How Do You Change a Policy That Doesn’t Exist?: the combat exclusion one year later

30 January 2014, 2054 EST

126074_600-1Despite numerous calls to ‘Let Women Fight’, internal reviews of the policy, and growing evidence of women’s contributions to operations in Iraq and Afghanistan, the January 2013 announcement that the combat exclusion would be removed was not entirely expected. For years leading up to the announcement, Congress and the Department of Defense had justified the exclusion as essential to national security. Moreover, less than 12 months before the decision to remove the exclusion, then–Pentagon press secretary George Little announced that although 14,000 new combat related jobs would be opened to women, infantry and direct combat roles would remain off limits.
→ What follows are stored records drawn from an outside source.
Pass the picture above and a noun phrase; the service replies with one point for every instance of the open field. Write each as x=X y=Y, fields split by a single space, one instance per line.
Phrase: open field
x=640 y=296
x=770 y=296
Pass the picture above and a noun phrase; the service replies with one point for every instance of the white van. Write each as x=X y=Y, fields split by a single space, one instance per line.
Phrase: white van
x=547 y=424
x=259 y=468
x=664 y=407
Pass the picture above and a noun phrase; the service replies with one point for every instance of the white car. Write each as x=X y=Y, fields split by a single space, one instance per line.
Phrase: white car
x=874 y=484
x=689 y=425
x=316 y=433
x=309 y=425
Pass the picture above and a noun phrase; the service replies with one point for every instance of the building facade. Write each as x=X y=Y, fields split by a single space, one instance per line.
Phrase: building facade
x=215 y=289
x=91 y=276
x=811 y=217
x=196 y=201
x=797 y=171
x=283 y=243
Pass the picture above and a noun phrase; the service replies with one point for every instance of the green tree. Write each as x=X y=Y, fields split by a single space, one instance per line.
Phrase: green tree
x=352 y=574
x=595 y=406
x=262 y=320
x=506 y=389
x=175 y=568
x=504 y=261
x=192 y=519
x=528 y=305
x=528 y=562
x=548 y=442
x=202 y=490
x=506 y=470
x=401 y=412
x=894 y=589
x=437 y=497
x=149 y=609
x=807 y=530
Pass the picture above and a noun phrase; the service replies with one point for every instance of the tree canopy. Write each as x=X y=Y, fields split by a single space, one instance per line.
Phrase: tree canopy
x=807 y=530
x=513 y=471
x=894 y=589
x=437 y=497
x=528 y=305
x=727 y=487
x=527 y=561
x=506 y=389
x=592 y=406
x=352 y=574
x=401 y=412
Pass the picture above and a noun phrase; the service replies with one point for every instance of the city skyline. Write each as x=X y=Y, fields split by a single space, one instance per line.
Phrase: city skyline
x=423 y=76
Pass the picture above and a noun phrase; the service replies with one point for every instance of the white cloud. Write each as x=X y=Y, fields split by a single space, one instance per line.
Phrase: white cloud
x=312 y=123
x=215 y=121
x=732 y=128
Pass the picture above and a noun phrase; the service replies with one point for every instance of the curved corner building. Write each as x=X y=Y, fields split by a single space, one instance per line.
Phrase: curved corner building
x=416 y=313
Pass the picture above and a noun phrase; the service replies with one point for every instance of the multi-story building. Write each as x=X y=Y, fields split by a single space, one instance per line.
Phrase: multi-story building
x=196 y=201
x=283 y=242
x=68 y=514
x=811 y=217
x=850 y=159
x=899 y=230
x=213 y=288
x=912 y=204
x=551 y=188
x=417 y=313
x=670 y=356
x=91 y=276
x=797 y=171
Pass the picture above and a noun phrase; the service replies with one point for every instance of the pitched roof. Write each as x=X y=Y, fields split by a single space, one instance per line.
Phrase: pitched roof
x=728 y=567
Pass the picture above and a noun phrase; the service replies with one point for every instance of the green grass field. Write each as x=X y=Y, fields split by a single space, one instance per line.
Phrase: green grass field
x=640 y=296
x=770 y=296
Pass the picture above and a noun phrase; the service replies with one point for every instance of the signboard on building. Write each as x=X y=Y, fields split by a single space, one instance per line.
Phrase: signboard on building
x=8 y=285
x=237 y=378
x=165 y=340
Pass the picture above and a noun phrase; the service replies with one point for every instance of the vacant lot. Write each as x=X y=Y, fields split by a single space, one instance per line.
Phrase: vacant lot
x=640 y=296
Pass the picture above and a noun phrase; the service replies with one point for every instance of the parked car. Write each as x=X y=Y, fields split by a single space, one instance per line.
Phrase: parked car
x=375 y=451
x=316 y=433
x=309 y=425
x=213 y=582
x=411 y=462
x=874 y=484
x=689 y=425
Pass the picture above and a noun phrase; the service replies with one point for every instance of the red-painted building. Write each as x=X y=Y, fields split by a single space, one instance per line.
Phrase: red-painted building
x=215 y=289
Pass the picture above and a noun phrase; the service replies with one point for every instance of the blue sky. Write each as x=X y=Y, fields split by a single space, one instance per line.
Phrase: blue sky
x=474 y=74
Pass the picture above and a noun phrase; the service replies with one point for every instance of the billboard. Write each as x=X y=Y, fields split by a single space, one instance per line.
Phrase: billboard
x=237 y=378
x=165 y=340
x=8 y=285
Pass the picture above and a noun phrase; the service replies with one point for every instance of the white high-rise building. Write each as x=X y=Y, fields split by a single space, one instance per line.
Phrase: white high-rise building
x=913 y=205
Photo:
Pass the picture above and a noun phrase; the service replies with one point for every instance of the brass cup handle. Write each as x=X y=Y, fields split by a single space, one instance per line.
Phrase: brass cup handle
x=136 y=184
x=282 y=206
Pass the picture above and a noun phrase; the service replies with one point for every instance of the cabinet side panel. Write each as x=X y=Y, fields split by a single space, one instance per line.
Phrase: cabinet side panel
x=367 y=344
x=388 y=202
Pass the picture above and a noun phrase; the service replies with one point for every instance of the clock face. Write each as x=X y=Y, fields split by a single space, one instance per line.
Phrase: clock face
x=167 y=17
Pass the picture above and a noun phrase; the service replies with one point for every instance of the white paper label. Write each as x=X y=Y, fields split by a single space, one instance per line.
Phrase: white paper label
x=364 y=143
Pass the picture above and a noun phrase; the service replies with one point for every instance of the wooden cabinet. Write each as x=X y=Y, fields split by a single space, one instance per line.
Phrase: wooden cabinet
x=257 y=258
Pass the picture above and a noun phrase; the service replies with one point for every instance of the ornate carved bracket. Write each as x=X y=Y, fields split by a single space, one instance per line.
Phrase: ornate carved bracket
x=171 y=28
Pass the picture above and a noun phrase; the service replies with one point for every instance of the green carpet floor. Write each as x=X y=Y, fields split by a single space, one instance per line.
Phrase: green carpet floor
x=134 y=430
  • So what did the ‘policy change’ mean and why was it initiated?

Rather than speculate on the rationale and motivations behind the policy about-face, it is more important to understand that by the time it was announced that the combat exclusion would be removed, it no longer existed.
In fact, the announcement to ‘let women fight’ should be seen as a PR stunt rather than a policy change. Here’s why…
There are three ways that the wars in Iraq and Afghanistan extinguished any remaining relevance or application of the policy, eroding the rule into a catch phrase rather than an enforceable policy:  first, several policy changes during the Iraq and Afghanistan wars whittled away the foundation of the combat exclusion policy; second, due to the nature of modern warfare, the combat exclusion was not only out-dated and unenforceable, but also detrimental to national security; third, the female-only Lioness and Female Engagement Team demonstrate that the military in fact was assigning women specifically to combat operations at the same time as they claimed to be enforcing a combat exclusion. While women fought and died in combat in Iraq and Afghanistan, the combat exclusion survived ‘on paper’ and as an idea. Specifically, although the policy did not keep women from battle, it perpetuated the idea that women were not on the frontlines and acted as a formal obstacle for women seeking to apply for particular jobs or further their military careers in particular ways.
So the real question is, what purpose did this PR stunt serve, and has it been achieved? I think there were two central purposes, but I’d be interested in hearing your thoughts:
a) the policy change announcement it signaled a “new” progressive era for women in the force, showing solidarity with women in the face of a growing sexual violence crisis and; b) it rewrote women out of the history of Iraq and Afghanistan by perpetuating the misconception that women had not participated in combat leading up to the policy change.